Pound cake is one of those desserts that everyone has eaten at some point.  If you haven’t made one yourself someone in your family probably has.  No dessert table, picnic basket or bake sale is complete without some version of this baking basic.  The original recipe is British in origin and dates back to at least the early 18th century.  By the 19th century, pound cake recipes had appeared in American cookbooks.  The question is, with all the ingredients and techniques available to us now, how has the humble pound cake defended its place amongst the gastronomic giants of the pastry world?

Pound Cake with Blueberries and Lavender Syrup from Epicurious.com

Sorry, no original photos today.  Never got home to bake a cake especially for today.  But I have made the one pictured above and it is fantastic. Check out the recipe at Epicurious.com.

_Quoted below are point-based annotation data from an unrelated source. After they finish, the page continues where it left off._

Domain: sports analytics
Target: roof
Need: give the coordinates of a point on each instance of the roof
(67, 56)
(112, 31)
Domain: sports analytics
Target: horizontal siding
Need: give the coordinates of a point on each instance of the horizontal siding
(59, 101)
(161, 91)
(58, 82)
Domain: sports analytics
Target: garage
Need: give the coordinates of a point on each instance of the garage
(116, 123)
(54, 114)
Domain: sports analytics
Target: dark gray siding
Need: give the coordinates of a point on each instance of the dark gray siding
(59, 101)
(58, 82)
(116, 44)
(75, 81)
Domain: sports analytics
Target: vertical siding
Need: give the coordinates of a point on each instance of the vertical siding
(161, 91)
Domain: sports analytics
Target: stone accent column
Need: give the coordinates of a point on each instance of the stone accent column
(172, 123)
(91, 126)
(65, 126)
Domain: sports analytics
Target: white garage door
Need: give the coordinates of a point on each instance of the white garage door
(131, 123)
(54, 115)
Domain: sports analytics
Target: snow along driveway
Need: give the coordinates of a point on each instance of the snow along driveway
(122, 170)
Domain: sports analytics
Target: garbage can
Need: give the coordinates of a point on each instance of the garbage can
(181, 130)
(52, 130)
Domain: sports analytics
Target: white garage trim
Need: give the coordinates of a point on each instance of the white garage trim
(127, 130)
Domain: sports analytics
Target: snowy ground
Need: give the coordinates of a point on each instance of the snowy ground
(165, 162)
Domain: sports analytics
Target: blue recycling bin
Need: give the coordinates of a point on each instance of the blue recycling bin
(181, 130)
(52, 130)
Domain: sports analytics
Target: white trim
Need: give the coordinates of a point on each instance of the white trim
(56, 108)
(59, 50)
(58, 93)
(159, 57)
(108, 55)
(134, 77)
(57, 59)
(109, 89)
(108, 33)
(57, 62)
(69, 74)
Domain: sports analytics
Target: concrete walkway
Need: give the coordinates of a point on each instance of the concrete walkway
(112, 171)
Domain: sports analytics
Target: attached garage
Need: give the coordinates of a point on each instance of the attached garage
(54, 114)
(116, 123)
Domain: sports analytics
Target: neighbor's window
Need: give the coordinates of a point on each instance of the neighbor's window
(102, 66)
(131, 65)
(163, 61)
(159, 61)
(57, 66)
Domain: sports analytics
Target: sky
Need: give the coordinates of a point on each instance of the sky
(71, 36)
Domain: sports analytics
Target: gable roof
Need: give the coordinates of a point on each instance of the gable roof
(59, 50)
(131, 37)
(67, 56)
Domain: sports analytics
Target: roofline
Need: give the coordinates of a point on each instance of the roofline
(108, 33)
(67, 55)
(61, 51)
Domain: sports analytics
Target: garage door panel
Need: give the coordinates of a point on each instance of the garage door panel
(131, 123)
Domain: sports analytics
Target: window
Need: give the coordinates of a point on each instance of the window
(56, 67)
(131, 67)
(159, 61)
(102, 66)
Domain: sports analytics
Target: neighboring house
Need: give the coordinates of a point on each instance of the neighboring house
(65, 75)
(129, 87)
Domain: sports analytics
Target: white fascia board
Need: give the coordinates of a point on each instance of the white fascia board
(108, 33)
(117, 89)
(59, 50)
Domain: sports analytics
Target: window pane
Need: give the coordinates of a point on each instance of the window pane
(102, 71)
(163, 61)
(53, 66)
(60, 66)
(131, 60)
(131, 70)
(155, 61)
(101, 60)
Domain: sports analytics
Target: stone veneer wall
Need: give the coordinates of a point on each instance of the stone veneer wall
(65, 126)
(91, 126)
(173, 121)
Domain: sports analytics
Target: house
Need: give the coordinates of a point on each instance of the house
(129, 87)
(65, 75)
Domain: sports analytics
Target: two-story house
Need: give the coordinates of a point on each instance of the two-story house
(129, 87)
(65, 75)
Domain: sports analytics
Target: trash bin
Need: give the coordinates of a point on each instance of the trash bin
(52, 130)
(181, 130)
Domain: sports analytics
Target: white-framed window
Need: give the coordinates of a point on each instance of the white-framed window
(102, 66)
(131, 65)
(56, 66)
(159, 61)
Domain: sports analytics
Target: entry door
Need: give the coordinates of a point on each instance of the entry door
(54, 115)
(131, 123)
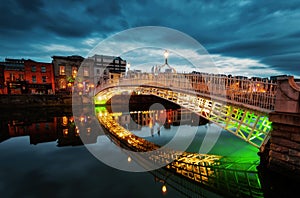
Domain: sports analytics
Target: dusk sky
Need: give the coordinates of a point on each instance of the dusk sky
(252, 38)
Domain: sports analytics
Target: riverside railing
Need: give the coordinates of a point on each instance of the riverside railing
(259, 92)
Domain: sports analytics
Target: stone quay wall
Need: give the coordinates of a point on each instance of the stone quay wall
(283, 151)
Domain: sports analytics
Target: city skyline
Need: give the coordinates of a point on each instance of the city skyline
(253, 38)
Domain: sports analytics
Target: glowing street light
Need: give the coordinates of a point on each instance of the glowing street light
(166, 55)
(164, 189)
(128, 66)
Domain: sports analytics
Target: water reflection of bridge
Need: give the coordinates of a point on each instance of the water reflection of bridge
(233, 178)
(240, 106)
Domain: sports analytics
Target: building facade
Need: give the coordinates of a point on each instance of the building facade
(14, 76)
(65, 72)
(2, 80)
(39, 77)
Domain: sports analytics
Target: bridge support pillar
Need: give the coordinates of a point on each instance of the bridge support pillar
(282, 152)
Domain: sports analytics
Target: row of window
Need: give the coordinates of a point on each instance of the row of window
(44, 79)
(62, 71)
(43, 69)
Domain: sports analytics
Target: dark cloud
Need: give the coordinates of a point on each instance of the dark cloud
(245, 29)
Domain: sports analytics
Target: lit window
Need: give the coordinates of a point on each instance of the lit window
(43, 69)
(74, 71)
(33, 79)
(85, 72)
(12, 76)
(33, 68)
(62, 70)
(21, 77)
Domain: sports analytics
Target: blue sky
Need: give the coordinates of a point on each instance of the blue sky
(252, 38)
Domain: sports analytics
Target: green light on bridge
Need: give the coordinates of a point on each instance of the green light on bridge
(100, 100)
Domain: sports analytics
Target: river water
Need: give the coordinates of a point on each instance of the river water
(42, 155)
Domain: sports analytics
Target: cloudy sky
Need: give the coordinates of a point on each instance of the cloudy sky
(252, 38)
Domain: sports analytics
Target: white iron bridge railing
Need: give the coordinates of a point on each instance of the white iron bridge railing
(256, 93)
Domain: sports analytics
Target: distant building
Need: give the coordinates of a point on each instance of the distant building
(39, 77)
(274, 78)
(14, 76)
(102, 66)
(2, 80)
(65, 72)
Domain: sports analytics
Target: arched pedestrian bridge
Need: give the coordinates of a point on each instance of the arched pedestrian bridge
(238, 105)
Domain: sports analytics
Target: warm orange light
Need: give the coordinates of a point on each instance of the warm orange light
(65, 131)
(80, 85)
(164, 189)
(81, 119)
(166, 54)
(65, 121)
(71, 119)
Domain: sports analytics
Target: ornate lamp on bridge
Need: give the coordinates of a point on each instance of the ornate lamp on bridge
(166, 55)
(128, 68)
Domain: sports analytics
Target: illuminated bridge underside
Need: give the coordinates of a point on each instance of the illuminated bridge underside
(236, 178)
(250, 125)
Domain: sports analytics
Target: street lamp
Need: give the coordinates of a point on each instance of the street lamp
(166, 54)
(128, 67)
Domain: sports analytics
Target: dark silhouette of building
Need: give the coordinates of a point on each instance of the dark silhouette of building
(2, 80)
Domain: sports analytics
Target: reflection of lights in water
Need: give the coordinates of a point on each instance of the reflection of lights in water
(81, 118)
(71, 119)
(65, 121)
(65, 131)
(164, 189)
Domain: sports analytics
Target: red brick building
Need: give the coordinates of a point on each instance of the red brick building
(14, 76)
(2, 79)
(39, 77)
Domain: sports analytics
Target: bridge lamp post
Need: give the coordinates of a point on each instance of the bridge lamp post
(166, 55)
(128, 68)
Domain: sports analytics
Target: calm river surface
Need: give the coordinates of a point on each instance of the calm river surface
(42, 155)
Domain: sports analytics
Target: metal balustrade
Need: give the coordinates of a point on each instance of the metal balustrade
(259, 94)
(239, 106)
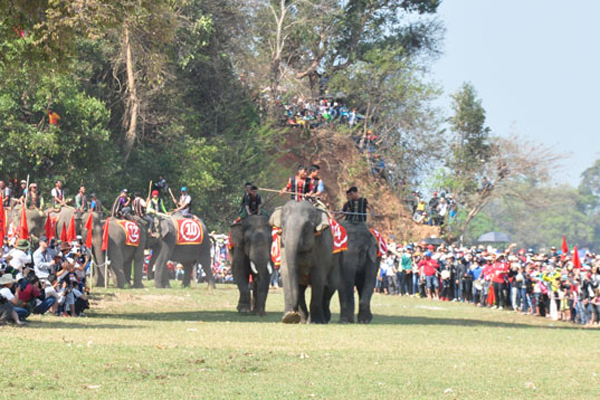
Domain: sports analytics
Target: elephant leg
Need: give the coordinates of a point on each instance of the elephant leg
(261, 290)
(138, 268)
(327, 295)
(346, 293)
(302, 308)
(116, 265)
(160, 265)
(317, 278)
(127, 269)
(365, 294)
(241, 274)
(290, 292)
(188, 269)
(205, 262)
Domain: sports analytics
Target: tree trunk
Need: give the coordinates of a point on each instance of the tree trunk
(133, 101)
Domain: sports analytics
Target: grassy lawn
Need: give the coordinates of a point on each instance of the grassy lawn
(191, 343)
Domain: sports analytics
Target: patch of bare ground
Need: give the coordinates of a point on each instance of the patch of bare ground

One might also wonder, what makes a pound cake a pound cake? It’s a piece of genius really.  The name is the recipe, as long as you can remember four ingredients that is.  A traditional pound cake is a pound each of flour, sugar, butter and eggs.  There are no artificial leaveners in the original.  All the lift comes from the air whipped into the eggs.  Of course, most modern recipes make use of baking powder to create a lighter cake.  That said, the heavier and denser original has its merits and in some applications is the better cake.  The other great thing about the basic recipe is that you can reduce or increase the recipe according to your needs without the typical disaster incurred by messing with the chemistry of other pastry recipes.  Just remember to maintain the 1:1:1:1 ratio.

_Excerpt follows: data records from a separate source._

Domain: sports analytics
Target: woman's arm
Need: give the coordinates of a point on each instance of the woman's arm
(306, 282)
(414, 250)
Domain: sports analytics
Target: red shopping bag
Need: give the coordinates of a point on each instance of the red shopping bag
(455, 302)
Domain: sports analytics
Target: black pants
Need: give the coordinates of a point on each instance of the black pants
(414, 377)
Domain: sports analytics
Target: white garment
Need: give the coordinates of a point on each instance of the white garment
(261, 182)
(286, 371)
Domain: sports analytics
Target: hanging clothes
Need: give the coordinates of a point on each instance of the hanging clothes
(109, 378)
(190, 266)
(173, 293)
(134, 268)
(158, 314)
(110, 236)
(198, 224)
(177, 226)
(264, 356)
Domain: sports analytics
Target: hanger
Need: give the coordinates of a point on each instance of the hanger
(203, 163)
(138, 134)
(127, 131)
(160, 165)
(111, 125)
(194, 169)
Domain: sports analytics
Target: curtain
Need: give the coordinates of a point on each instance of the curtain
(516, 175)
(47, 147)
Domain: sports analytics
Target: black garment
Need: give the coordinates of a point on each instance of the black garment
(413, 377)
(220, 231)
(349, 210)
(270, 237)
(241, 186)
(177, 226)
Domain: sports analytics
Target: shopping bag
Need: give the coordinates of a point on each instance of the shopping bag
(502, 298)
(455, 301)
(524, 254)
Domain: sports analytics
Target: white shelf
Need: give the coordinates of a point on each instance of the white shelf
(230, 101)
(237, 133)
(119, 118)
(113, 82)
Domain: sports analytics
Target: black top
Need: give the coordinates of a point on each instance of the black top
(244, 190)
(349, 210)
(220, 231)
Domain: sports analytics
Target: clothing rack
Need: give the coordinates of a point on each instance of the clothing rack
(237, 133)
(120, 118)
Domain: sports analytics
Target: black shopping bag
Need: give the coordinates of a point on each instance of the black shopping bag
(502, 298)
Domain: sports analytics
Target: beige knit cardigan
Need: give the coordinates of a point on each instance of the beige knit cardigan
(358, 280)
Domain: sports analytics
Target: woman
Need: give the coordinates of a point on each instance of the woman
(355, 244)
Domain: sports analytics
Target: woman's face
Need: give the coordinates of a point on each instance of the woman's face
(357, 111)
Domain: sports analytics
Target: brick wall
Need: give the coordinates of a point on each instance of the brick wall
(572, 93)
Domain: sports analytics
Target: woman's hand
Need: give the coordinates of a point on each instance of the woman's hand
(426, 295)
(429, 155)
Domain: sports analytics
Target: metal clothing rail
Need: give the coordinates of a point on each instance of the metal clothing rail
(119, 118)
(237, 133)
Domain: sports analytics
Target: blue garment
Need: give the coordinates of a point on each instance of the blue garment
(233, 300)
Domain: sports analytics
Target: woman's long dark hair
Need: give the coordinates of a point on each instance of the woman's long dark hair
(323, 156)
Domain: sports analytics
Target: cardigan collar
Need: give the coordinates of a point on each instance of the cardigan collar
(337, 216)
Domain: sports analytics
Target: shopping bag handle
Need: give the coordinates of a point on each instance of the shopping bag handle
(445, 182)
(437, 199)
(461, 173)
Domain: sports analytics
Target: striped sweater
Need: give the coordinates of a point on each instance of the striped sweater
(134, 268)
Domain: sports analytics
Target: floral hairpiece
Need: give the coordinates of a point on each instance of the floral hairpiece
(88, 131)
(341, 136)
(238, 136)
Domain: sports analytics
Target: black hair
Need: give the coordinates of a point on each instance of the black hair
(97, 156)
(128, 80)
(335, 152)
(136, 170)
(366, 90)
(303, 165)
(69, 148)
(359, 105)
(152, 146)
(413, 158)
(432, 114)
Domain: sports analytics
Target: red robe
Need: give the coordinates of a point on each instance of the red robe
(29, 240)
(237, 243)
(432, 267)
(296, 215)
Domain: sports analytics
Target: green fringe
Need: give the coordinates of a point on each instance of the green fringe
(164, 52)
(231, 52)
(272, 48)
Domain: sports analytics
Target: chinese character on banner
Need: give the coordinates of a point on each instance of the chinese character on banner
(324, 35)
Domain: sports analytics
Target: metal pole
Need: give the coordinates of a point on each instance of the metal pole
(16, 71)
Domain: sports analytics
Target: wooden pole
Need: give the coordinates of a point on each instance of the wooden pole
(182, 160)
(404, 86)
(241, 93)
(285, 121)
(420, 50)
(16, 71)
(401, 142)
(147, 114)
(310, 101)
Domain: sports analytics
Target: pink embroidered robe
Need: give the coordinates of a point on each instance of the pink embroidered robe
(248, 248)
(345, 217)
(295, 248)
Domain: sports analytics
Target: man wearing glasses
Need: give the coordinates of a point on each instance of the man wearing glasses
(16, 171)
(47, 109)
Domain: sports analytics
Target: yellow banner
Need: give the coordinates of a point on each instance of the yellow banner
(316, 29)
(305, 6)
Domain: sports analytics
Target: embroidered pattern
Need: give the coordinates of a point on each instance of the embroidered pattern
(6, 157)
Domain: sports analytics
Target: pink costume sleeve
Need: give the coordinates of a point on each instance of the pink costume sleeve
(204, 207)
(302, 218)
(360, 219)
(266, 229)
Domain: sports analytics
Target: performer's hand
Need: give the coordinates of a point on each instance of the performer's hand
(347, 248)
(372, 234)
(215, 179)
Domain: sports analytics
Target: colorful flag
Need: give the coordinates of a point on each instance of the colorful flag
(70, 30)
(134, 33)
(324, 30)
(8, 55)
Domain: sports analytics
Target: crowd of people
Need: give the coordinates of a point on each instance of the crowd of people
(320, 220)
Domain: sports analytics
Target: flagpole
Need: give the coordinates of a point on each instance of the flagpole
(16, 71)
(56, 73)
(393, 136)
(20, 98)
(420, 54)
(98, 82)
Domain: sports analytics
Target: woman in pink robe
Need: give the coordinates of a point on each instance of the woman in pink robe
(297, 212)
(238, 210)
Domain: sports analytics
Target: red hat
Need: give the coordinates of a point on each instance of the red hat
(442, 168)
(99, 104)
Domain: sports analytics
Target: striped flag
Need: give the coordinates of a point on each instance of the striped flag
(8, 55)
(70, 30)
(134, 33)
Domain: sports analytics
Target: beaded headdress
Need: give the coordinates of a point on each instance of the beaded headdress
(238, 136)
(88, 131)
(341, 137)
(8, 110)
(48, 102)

Here’s the basic recipe, the one I can give you since the copy right for a 300-year-old recipe has probably expired.  As for variations, I’m afraid, I have to send you to consult the cookbook library.

Pound Cake

  • 1 pound butter, softened
  • 1 pound sugar
  • 1 pound eggs (about 10 large)
  • 1 pound cake flour, sifted
  • 2 tsp vanilla
  • pinch of salt

With an electric mixer whip butter and sugar together until light in colour and very fluffy.  Add eggs one at a time, mixing thoroughly between additions.  Stir in vanilla and salt.  Turn mixer speed to low and add flour in three batches.  Pour into a greased and floured loaf pan and bake at 350 degrees for 1 hour or until a toothpick comes out clean.

Mixing the Batter

How easy is that?!  If you want to jazz things up a bit, add a couple teaspoons of lemon zest to the batter and drizzle a lemon glaze over the glazed cake.

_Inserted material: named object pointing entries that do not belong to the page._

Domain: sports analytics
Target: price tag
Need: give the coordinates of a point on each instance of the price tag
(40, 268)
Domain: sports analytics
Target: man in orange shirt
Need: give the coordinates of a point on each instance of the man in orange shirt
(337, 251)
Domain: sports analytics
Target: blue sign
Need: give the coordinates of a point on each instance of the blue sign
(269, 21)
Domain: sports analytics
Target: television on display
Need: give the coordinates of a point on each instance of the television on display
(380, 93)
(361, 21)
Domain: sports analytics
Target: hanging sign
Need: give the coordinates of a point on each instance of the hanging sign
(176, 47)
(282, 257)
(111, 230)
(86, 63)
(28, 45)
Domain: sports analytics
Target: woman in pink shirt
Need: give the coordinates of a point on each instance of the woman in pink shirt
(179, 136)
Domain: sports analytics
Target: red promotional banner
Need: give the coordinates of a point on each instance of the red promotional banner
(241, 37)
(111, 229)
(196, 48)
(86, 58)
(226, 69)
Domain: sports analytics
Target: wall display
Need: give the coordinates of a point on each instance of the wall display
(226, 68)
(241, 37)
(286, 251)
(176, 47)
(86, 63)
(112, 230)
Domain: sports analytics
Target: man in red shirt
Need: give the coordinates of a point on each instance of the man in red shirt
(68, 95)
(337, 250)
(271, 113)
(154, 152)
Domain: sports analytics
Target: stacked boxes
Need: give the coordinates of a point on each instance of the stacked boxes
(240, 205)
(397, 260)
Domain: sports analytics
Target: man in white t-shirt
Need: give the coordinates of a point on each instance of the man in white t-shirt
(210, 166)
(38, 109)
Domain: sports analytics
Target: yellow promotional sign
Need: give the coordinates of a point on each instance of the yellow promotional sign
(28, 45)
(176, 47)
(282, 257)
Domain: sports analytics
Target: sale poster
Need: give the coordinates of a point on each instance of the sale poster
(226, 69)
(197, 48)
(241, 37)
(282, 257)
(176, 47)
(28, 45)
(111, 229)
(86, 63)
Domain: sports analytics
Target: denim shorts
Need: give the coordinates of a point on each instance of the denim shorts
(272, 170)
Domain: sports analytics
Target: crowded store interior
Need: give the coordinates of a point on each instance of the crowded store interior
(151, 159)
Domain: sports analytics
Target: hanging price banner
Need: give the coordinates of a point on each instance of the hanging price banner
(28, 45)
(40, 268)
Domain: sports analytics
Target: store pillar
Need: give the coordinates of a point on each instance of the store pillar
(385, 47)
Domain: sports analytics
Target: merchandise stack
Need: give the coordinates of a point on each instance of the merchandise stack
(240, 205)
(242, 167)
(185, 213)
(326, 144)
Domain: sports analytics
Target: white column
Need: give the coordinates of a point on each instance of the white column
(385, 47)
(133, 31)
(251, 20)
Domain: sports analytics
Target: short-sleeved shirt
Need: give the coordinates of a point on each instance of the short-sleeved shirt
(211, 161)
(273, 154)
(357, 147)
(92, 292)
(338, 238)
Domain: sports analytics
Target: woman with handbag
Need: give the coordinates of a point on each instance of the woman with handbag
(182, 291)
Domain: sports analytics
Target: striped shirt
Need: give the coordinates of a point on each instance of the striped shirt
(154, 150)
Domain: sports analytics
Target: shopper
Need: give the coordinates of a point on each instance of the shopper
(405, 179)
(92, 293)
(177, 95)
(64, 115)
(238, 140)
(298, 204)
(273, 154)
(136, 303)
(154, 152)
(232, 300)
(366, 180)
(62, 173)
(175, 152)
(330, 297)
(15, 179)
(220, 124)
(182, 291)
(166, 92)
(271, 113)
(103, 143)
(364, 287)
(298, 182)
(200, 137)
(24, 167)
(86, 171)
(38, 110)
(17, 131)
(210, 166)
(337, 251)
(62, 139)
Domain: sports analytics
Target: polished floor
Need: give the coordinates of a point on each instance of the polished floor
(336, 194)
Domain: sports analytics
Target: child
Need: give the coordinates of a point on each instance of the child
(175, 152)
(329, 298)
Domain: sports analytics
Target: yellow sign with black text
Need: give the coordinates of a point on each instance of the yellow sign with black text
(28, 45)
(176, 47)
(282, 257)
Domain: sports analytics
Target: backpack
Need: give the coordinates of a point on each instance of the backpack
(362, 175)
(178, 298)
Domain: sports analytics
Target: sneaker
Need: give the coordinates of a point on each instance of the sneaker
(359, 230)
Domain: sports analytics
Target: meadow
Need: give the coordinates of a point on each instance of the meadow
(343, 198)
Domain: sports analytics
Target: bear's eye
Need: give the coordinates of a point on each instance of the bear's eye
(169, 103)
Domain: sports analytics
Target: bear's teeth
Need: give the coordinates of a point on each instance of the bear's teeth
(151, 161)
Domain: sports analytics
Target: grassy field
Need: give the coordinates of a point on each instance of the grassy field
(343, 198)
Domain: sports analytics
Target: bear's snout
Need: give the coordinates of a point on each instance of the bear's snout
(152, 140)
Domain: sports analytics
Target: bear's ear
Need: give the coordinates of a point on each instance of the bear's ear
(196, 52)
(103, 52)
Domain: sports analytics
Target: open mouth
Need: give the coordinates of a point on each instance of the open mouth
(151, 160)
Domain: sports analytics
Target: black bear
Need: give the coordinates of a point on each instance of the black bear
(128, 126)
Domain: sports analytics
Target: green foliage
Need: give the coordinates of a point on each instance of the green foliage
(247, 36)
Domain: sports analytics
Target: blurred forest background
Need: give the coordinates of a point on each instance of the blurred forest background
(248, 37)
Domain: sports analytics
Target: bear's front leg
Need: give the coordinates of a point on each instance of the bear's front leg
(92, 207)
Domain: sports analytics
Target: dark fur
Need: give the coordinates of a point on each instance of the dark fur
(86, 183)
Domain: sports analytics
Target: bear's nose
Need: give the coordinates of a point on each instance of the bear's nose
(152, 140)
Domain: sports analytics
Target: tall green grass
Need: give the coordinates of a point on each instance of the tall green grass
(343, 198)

The real beauty of pound cake, beyond how ridiculously easy it is to make (remember I am a confirmed non-baker) and how it lends itself to be the ingredient in other things.   A big slab of pound cake, toasted on the grill with a slice of grilled pineapple and a drizzle of caramel sauce is a fantastic “barbeque” dessert.  Cubes of pound cake are perfect for dipping in a chocolate fondue. For the fondue, I really do recommend the traditional recipe.  You’ll need a nice dense cake for dipping.  I like a heap of strawberries and nice dollop of sweetened whipped cream with mine, a sort of strawberry shortcake.

It’s easy to see why pound cake can still be found in modern cookery.  Pound cake is one of those simple, versatile and delicious creations that needs little embellishment but can take anything you throw at it.  All on it’s own or as a component of something much more grand pound cake deserves a place in your culinary repertoire.